But there’s an American town that is much closer, just a couple miles from Russia. And In winter, they can actually walk there, but they don’t… I don’t think.
Diomede is an American town of about 100 people on a small island in the Bering Sea called Little Diomede Island.
It is one of the two Diomede Islands that sit about halfway between mainland Alaska and mainland Russia.
The western island – Big Diomede – is Russian. The eastern island – Little Diomede – is American. They are 2.5 miles apart. The only thing between them is water. In winter, the notoriously cold water freezes up, creating a 2.5 mile ice bridge that’s walkable. (I’m told it takes about a half hour). So technically you CAN walk from the US to Russia.
If you do, you also instantaneously step into the future bc Big Diomede is 21 hours ahead of Little Diomede. The international date line falls right smack between them so you can literally step a whole day ahead.
The town of Diomede is very isolated, and its residents rely on a weekly helicopter or skiplane for mail and supplies. There’s a school, laundromat, church, and a general store, but for most big things you have to fly to Nome.
Most who live on Diomede have ancestors who have lived there for over 3000 years. Many are known for extraordinary ivory carvings and marine hunting skills. They can easily handle a polar bear.

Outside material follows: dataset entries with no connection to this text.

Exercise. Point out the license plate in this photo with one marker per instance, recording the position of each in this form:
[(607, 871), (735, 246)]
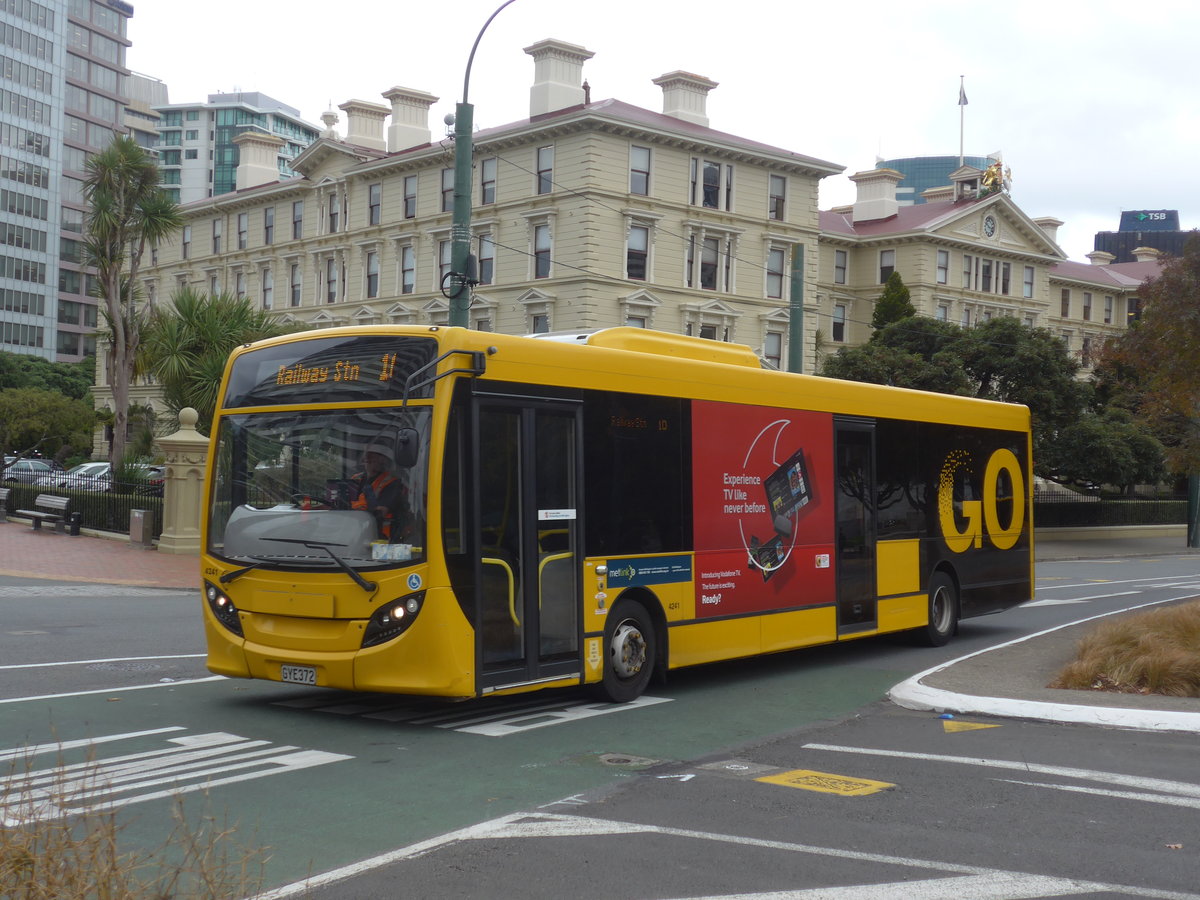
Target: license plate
[(299, 675)]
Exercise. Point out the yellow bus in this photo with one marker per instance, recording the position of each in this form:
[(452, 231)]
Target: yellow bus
[(450, 513)]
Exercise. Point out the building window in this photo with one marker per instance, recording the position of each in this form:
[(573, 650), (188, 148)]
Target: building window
[(775, 262), (839, 323), (545, 169), (640, 171), (375, 204), (887, 264), (777, 197), (409, 196), (372, 275), (541, 246), (487, 180), (407, 269), (445, 249), (712, 185), (637, 252), (486, 259)]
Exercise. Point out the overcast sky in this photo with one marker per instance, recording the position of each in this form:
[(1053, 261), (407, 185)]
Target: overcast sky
[(1096, 106)]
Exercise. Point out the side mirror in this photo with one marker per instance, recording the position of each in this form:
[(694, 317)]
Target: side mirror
[(407, 448)]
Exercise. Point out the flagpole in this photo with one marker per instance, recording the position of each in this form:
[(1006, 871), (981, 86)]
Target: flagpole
[(963, 108)]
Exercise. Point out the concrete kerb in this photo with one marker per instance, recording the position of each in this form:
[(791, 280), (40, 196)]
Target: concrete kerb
[(1102, 709)]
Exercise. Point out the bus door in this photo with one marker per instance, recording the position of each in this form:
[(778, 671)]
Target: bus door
[(529, 469), (856, 514)]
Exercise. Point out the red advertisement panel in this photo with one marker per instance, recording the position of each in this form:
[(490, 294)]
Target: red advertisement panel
[(763, 508)]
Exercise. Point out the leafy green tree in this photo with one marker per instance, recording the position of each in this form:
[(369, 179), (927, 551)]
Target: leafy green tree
[(1000, 359), (186, 345), (1152, 367), (35, 420), (71, 379), (894, 304), (126, 211)]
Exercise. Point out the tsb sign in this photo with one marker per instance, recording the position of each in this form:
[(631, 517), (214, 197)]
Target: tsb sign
[(1002, 484)]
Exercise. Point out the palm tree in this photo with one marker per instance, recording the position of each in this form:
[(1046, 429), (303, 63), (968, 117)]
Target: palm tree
[(185, 345), (126, 210)]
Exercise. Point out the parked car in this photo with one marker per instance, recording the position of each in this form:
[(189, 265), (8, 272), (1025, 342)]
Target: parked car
[(28, 472)]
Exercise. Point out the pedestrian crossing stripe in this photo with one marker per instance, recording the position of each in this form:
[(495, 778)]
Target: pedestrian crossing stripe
[(826, 783), (957, 726)]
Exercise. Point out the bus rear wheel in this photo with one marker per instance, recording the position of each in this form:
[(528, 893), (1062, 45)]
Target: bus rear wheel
[(630, 651), (943, 611)]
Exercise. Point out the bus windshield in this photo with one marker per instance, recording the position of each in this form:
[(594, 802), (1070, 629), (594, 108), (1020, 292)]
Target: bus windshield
[(321, 489)]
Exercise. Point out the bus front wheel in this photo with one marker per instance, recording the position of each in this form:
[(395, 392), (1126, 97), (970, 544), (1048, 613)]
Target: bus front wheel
[(943, 611), (630, 648)]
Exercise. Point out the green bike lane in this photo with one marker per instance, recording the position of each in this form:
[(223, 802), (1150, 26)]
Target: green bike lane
[(323, 779)]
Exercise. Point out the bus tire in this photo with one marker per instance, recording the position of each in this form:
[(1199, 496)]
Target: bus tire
[(943, 611), (630, 648)]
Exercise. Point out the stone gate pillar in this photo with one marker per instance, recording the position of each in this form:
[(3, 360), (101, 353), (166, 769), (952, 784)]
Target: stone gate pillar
[(186, 451)]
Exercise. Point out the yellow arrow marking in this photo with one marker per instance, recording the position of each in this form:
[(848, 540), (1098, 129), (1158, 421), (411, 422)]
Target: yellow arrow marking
[(825, 783), (952, 727)]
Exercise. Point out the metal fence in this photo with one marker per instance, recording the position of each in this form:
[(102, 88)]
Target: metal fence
[(1098, 513), (105, 510)]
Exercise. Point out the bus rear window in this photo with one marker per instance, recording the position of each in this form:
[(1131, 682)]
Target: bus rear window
[(329, 370)]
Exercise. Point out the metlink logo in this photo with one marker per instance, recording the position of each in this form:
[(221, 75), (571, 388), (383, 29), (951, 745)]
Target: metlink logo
[(982, 516)]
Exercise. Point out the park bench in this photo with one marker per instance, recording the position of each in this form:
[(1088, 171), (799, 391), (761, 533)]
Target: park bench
[(49, 509)]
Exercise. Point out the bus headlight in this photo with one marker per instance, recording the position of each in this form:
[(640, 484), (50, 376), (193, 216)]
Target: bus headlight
[(393, 619), (222, 607)]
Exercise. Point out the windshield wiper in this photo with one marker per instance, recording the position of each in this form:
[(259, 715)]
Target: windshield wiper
[(369, 586)]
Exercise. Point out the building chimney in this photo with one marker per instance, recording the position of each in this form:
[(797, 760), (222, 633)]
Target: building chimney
[(330, 119), (409, 118), (684, 96), (876, 195), (364, 123), (557, 76), (257, 159), (1050, 226)]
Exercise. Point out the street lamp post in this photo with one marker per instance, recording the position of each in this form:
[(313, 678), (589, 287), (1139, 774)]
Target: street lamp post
[(462, 263)]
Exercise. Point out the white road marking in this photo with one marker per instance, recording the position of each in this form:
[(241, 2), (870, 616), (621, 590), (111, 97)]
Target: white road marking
[(195, 762), (972, 881), (97, 661), (1177, 789)]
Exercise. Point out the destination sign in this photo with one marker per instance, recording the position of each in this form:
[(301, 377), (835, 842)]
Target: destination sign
[(328, 370)]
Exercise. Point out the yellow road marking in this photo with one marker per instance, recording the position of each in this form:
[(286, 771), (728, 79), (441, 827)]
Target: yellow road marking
[(825, 783)]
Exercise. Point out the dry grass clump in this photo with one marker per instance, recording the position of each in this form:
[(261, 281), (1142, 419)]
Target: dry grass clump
[(1156, 652), (49, 856)]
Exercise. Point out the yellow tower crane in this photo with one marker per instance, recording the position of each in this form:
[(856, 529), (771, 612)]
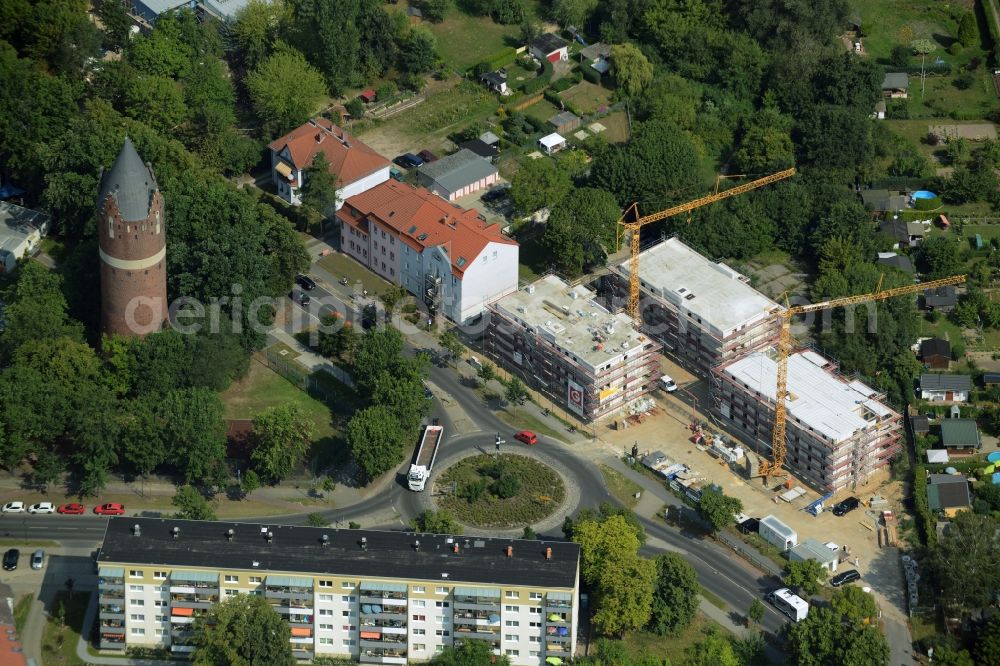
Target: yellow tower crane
[(770, 468), (637, 223)]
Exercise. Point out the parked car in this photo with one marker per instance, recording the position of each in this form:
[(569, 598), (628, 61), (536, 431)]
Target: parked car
[(110, 509), (845, 577), (408, 161), (527, 437), (846, 506)]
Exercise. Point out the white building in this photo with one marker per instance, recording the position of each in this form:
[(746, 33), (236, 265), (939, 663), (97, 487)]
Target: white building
[(21, 230), (444, 254), (358, 168)]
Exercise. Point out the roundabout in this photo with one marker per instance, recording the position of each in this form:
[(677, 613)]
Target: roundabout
[(506, 491)]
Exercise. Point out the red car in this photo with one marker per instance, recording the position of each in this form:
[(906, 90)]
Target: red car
[(527, 437)]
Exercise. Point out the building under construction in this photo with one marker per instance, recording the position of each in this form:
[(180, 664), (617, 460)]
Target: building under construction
[(561, 341), (838, 432), (704, 313)]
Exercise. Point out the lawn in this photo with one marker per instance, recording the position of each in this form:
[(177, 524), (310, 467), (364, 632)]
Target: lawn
[(587, 97), (622, 487), (59, 640), (539, 493)]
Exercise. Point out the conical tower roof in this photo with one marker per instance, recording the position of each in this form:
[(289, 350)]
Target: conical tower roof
[(130, 182)]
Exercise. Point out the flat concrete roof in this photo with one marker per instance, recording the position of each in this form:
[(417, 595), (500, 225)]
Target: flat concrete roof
[(817, 397), (712, 292), (570, 318)]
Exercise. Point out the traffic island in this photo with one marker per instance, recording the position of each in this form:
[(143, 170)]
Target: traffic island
[(504, 492)]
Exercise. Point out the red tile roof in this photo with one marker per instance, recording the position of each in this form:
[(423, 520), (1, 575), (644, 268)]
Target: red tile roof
[(422, 219), (349, 158)]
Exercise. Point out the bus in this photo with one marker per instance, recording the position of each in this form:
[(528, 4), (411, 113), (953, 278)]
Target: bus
[(795, 607)]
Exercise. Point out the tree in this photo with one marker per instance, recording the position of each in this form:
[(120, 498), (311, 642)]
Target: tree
[(538, 184), (451, 344), (632, 70), (675, 596), (319, 188), (624, 595), (436, 522), (471, 653), (713, 650), (191, 504), (282, 435), (284, 91), (376, 440), (805, 575), (717, 508), (419, 51), (968, 31), (242, 631)]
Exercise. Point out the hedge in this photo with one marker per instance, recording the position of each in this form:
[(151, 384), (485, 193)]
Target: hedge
[(925, 521)]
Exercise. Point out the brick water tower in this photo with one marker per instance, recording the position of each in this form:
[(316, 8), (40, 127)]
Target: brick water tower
[(133, 247)]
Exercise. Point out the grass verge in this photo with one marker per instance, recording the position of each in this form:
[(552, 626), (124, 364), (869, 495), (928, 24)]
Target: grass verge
[(59, 639), (541, 491), (622, 487)]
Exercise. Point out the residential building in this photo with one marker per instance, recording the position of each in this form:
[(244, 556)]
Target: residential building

Until Russia built a military base on their island during World War 2, BOTH islands had towns with their residents closely related, traveling back and forth to visit each other. There are even stories of relatives meeting on the ice under fog during the war. After World War 2, those on the Russian side were moved to mainland Russia and Big Diomede is no longer inhabited (except for a weather slash border station and this amazing downed war plane. Today, there are families that grew up exclusively on either side, who once lived only a couple miles away from each other on two islands in the bering sea they call home.